In deze zaak heeft het Gerechtshof Arnhem op 6 april 2004 uitspraak gedaan in hoger beroep betreffende een verzoek van een vrouw om het uitsluitend gebruik van de echtelijke woning tijdens de echtscheidingsprocedure. De vrouw had eerder bij de rechtbank te Zwolle een verzoek ingediend tot vaststelling van een bijdrage in de kosten van levensonderhoud en opvoeding van de kinderen, welke was afgewezen. De vrouw verzocht het hof om bij beschikking te bepalen dat zij bij uitsluiting gerechtigd is tot het gebruik van de echtelijke woning, met een bevel aan de man om deze woning niet meer te betreden.

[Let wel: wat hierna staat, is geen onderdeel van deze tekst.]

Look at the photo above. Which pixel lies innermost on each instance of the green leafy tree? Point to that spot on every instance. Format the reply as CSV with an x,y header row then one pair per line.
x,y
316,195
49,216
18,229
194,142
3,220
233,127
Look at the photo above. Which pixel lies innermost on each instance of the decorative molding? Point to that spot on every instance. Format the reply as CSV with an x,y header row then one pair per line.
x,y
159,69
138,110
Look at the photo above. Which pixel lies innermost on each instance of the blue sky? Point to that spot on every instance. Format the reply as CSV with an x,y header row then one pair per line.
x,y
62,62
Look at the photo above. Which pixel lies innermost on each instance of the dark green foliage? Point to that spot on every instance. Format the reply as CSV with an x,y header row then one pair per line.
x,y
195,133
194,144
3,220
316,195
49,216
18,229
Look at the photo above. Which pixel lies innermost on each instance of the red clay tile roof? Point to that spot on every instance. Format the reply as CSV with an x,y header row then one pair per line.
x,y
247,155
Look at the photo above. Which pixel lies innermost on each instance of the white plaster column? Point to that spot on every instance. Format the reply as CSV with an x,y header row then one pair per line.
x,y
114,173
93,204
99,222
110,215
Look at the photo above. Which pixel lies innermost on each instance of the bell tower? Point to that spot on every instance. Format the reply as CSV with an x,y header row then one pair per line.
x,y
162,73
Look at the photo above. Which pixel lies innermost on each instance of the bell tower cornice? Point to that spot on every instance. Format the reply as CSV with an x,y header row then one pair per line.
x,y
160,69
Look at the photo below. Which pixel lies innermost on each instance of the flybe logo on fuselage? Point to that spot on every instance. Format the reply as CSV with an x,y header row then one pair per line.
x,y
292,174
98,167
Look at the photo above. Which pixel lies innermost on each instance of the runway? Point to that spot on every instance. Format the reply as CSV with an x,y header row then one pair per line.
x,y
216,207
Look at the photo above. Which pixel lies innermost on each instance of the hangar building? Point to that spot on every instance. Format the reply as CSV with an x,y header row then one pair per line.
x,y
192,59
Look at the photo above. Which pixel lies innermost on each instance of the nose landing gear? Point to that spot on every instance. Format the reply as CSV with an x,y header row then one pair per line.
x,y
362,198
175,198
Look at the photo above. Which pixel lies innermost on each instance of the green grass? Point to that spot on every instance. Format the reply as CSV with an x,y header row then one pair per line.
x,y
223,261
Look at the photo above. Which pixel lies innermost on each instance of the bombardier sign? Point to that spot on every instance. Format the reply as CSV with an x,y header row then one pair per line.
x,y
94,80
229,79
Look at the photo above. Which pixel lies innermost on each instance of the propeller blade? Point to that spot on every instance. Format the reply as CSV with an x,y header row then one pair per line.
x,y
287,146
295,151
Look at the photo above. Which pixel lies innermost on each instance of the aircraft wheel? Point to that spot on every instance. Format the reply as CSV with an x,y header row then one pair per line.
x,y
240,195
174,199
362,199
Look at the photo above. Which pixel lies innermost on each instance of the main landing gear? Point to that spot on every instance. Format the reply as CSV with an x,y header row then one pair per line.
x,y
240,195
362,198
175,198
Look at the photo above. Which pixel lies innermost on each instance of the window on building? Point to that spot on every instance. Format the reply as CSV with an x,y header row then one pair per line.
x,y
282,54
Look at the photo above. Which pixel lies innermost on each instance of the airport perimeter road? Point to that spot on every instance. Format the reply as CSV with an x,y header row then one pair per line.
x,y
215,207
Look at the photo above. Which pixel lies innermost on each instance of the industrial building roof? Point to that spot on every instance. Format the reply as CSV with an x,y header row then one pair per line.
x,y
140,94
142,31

De man had daarentegen verzocht om het uitsluitend gebruik van de woning voor de duur van de procedure.

Het hof overwoog dat de vrouw onvoldoende aannemelijk had gemaakt dat de situatie in de echtelijke woning onhoudbaar was, ondanks haar claims van mishandeling en intimidatie door de man. De man betwistte deze claims en stelde dat de vrouw nog steeds betrokken was bij zijn zakelijke activiteiten. Het hof concludeerde dat de vrouw haar verzoek tot uitsluitend gebruik van de woning niet kon onderbouwen en wees dit verzoek af. Tevens werd het verzoek van de man om het uitsluitend gebruik van de woning voor de duur van de procedure afgewezen, omdat hij dit verzoek niet nader had gemotiveerd.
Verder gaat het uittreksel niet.